How big of a role does diet play in helping to prevent illnesses?
What about curing them altogether?
As a society, the West has come to believe that there’s some sort of pill for every health problem. It’s a myth that the pharmaceutical industry has fostered and that we – and the doctors who treat us – accept as carved in stone. But, while some pills are invaluable in treating certain diseases and ailments, we are wrong to equate man-made medicines with health.
In fact, the science of medicine and the basic common sense at the heart of traditional healing parted company three centuries ago when much of the western world turned its back on the teachings of Hippocrates, instead embarking on a course which led eventually to a wide acceptance of a prescription for a pill, rather than an individual life-plan to rebalance health. The reality is that we need not suffer many of our common illnesses – both physical and mental. The right food may not cure the common cold, but it could prevent one catching it.
Somewhere, as modern health care developed into a culture of the pill as a ‘cure-to-almost-anything’, the concept that illness could be prevented by non-medical methods was set aside, and with it the understanding that some of the needs for medical treatment could be removed by advising individuals on what each should and should not be eating; or how even a slight change of life-style can boost one’s health.
Just as no one size fits all, not all foods suit everyone. Cheese, milk, sugar and wheat are obvious examples – no two people are the same. And while it is widely accepted that we all need iron, and that calcium is essential for strong and healthy bones, iron and calcium are but two fuels for the many body systems – those systems that cannot function without specific plant minerals. So the punchline really is that if your diet is inadequate, some function may run down and illness will result. The reverse, happily, is also true; if one eats a well-balanced diet, as fresh as possible, illness risk is greatly reduced.
What many of us fail to accept, or do not grasp, is that eating is not just to satisfy hunger or stave off starvation, but that food nourishes the system. It is the fuel which allows the body to function and, just as poor quality petrol or diesel will lead to the poor performance of a car’s engine, so the wrong foods will hamper one’s health and lower the body’s natural resistance to illness. It’s a regime of food, much of it drawn from the world of plants – the fruit and vegetables which provide the minerals, vitamins and enzymes – that helps the body to function at its peak. Everyone’s system needs its own specific fuel.
This was something which, for centuries, doctors and healers had recognised and practised; something still accepted in many eastern cultures – reaching back to the ancient knowledge of Indian, Chinese, and even Babylonian civilisations – and which is gradually recapturing lost ground among today’s medical practitioners.
The early healers saw lifestyle and diet to be at the heart of both diagnosis and treatment. Diet can also play a major part separate from, and in conjunction with the modern regime of preventive medicine. And though commercial hype surrounding ‘specialist’ diets has given the concept a somewhat shady – and often controversial – image, its core principle is sound. With many illnesses you can eat your way back to health.
Similarly, in today’s world of daily stress, an adjustment to one’s life style can offer a cure for physical and mental health. But, in the long run, it is a combination of factors – diet, lifestyle, and understanding of when and why a change is necessary – that can both keep ill health at bay, or help cure it should it strike.

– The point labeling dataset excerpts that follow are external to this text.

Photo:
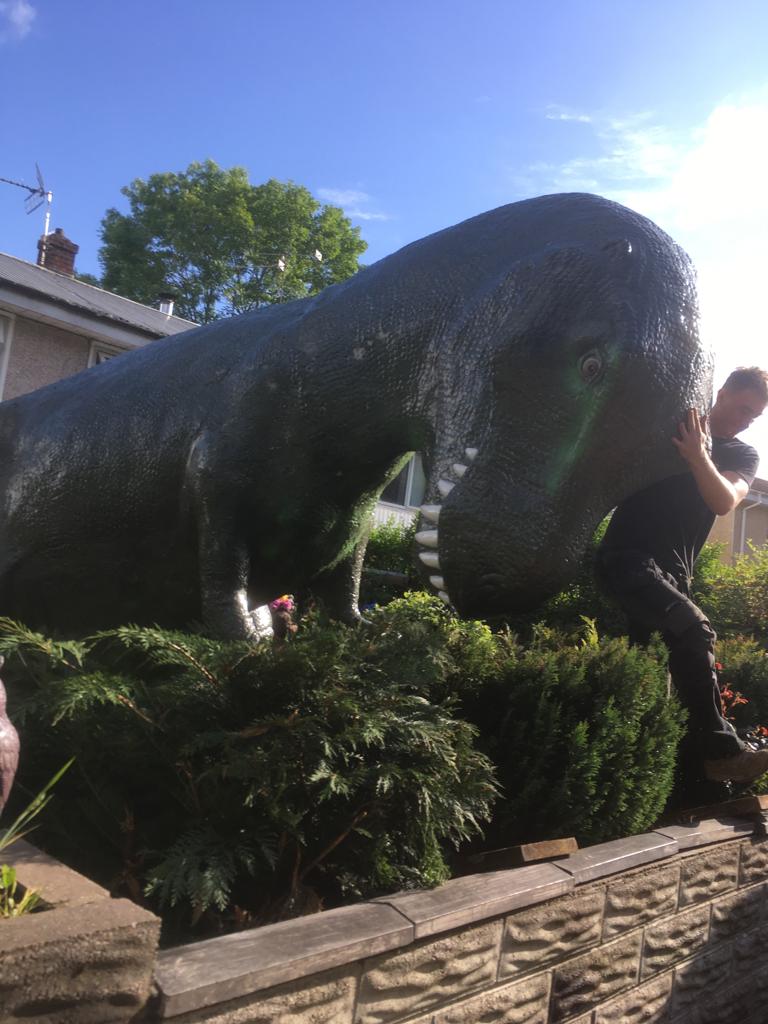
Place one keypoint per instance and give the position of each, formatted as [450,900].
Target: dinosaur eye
[590,367]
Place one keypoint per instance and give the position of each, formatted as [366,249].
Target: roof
[69,292]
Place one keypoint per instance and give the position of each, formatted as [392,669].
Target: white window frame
[410,470]
[7,323]
[100,351]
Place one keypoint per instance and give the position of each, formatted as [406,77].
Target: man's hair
[749,377]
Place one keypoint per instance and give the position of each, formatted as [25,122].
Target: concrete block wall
[668,927]
[85,958]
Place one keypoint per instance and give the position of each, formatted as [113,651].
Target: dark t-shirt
[670,520]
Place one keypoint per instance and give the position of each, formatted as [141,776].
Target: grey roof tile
[58,288]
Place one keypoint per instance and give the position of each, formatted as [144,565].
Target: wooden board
[741,807]
[517,856]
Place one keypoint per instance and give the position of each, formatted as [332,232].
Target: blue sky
[412,116]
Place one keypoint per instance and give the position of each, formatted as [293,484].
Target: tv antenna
[37,196]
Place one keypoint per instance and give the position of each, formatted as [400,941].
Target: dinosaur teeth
[430,559]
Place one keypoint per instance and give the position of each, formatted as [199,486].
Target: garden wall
[670,926]
[83,958]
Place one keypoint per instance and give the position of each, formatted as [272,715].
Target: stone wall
[667,927]
[84,958]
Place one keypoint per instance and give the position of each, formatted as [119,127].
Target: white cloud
[352,202]
[706,186]
[557,114]
[15,19]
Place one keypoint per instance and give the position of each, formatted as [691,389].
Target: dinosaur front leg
[223,588]
[339,587]
[223,562]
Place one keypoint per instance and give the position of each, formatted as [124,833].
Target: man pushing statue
[646,562]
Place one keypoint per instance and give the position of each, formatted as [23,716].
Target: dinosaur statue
[539,355]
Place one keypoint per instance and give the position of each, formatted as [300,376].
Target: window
[100,352]
[409,486]
[6,330]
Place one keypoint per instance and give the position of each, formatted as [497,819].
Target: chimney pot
[165,302]
[56,252]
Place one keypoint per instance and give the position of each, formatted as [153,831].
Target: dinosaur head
[573,369]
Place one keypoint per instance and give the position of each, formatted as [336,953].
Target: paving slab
[608,858]
[709,830]
[206,973]
[476,897]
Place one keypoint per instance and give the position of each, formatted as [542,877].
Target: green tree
[221,245]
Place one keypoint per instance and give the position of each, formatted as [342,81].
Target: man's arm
[721,492]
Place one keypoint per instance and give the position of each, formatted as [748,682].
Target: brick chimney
[56,252]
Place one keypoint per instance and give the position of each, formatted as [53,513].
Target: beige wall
[40,354]
[753,519]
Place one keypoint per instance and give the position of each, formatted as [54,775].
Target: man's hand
[721,492]
[692,438]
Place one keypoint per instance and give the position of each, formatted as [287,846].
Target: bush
[230,782]
[584,737]
[390,550]
[744,671]
[390,547]
[735,597]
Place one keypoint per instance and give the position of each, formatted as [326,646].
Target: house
[52,326]
[747,523]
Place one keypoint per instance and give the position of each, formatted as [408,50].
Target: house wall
[41,353]
[667,927]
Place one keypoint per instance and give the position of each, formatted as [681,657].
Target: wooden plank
[518,856]
[739,808]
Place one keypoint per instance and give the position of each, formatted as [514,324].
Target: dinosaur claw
[430,559]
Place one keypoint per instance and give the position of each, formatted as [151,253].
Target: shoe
[742,767]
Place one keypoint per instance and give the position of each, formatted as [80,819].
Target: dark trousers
[655,602]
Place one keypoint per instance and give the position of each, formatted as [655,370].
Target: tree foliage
[217,242]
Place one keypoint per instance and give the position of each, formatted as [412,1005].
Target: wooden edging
[216,971]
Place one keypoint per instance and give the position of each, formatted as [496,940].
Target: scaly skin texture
[555,339]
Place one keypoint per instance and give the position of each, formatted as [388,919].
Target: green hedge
[227,782]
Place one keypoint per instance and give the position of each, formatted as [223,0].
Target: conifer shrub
[227,783]
[584,736]
[391,547]
[230,782]
[735,597]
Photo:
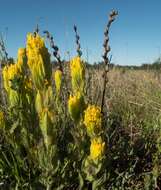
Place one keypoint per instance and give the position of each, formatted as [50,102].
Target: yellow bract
[58,80]
[21,59]
[9,73]
[93,120]
[38,60]
[97,148]
[75,106]
[77,74]
[2,119]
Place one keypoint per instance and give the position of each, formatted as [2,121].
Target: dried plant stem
[79,52]
[55,48]
[107,49]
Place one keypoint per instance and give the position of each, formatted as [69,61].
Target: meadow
[75,126]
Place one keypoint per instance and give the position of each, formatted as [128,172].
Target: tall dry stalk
[107,49]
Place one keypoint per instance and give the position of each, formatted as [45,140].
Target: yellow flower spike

It’s an approach which not only plays to the advantage of patients, but could be massively beneficial in economic terms to providers of health services, such as Britain’s NHS and our own GHA. Last year the NHS spent £9.1 billion on drugs and pills – the cost of filling more than one billion prescriptions, according to press reports. An official audit found that many of these were not necessary. In care homes for the elderly alone, at least £200 per patient was spent on unnecessary medication.
And with most of us in the developed world living ever longer, where the elderly are often those whose treatment involves the widest variety of pills, a new approach makes financial sense …and would be to everyone’s benefit, other than the shareholders in pharmaceutical companies.
Perhaps it is time for the West’s medical profession to widen its horizons and consider a new approach (or a centuries-old one), explaining to patients that food and health go hand in hand.
There is a snag, of course. To assess the health needs – both preventive and curative – of an individual, just as the ancient healers did, the modern physician needs not only to prescribe a regime, but also help patients to understand, and that takes time. In Britain, the average consultation is expected to take no longer than seven minutes. In Gibraltar the time slots tend to be between 10 and 12 minutes duration.
So, initial pressure. But, as patients come to understand more, eat healthier foods and build barriers of prevention, the numbers seeking treatment should decline.
That’s surely worthwhile – to everyone.